Though jarring, this is easier to cope with intellectually if we see the hermeneutic agent as a socio-technical system, as opposed to a purely technical system. Cyborg praxis will includes statistical/technical systems made of wires and silicon, just as meatier praxis includes statistical/technical systems made of proteins and cartilege.

But what of emancipation? This is the least likely human interest to be advanced by commercial interests. If I’ve got my bearings right, the emancipatory interest in the (social) sciences comes from the critical theory tradition, perhaps best exemplified in German thought by the Frankfurt School. One is meant to be emancipated by such inquiry from the power of the capitalist state. What would it mean for there to be an emancipatory data science?

I was recently asked out of the blue in an email whether there were any organizations using machine learning and predictive analytics towards social justice interests. I was ashamed to say I didn’t know of any organizations doing that kind of work. It is hard to imagine what an emancipatory data science would look like. An education or communication about data scientific techniques might be emancipatory (I was trying to accomplish something like this with Why Weird Twitter, for what its worth), but that was a qualitative study, not a data scientific one.
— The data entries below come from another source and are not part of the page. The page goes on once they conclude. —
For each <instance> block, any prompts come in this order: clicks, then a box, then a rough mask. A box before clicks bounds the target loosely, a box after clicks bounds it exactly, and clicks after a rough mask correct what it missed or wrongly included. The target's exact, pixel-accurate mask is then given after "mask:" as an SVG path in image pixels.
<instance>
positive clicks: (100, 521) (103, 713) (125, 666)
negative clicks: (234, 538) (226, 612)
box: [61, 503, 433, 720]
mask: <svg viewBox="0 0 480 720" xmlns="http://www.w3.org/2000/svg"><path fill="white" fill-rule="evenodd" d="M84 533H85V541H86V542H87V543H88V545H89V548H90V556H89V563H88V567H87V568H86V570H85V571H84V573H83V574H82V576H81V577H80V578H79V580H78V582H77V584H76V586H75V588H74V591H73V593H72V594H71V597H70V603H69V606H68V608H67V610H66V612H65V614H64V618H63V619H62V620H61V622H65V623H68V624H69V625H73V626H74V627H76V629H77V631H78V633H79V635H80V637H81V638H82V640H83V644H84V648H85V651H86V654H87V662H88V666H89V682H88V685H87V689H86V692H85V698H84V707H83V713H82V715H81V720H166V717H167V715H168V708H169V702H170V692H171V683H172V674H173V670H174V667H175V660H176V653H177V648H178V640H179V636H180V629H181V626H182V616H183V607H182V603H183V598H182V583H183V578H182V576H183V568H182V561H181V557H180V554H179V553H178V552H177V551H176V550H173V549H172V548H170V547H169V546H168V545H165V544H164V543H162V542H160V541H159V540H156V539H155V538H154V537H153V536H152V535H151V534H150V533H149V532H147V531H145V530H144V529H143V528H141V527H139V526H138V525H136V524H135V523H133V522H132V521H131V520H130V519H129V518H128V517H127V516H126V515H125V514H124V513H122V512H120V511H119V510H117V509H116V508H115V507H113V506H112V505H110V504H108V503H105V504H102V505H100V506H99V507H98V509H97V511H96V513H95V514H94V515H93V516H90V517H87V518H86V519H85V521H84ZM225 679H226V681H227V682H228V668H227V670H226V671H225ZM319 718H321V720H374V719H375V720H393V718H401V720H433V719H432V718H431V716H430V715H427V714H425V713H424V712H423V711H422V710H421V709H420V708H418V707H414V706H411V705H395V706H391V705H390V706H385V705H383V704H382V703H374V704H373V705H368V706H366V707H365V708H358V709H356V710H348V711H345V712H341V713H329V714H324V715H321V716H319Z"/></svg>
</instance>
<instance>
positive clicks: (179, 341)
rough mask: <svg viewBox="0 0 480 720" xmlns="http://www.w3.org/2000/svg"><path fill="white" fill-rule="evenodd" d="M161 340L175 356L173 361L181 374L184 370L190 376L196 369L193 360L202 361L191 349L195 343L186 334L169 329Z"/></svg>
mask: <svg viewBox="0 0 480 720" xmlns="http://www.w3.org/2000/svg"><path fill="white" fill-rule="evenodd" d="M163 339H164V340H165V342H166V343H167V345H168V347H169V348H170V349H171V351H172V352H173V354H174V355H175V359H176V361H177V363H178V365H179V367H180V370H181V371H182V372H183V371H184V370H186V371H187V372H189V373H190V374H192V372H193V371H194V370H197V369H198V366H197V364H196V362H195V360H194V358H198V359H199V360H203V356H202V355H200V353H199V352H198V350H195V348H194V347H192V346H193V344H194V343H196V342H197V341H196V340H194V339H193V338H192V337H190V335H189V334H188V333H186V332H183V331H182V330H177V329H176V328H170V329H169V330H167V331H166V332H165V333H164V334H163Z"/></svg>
Taking our cue from above, an emancipatory data science would have to use data science methods towards the human interest of emancipation. For this, we would need to use the methods to understand the conditions of power and dependency that bind us. Difficult as an individual, it’s possible that these techniques could be used to greater effect by an emancipatory sociotechnical organization. Such an organization would need to be concerned with its own autonomy as well as the autonomy of others.

The closest thing I can imagine to such a sociotechnical system is what Kelty describes as the recursive public: the loose coallition of open source developers, open access researchers, and others concerned with transforming their social, economic, and technical conditions for emancipatory ends. Happily, the D-Lab’s technical infrastructure team appears to be populated entirely by citizens of the recursive public. Though this is naturally a matter of minor controversy within the lab (its hard to convince folks who haven’t directly experienced the emancipatory potential of the movement of its value), I’m glad that it stands on more or less robust historical grounds. While the course I am co-teaching on Open Collaboration and Peer Production will likely not get into critical theory, I expect that the exposure to more emancipated communities of praxis will make something click.

What I’m going for, personally, is a synthetic science that is at once technical and engaged in emancipatory praxis.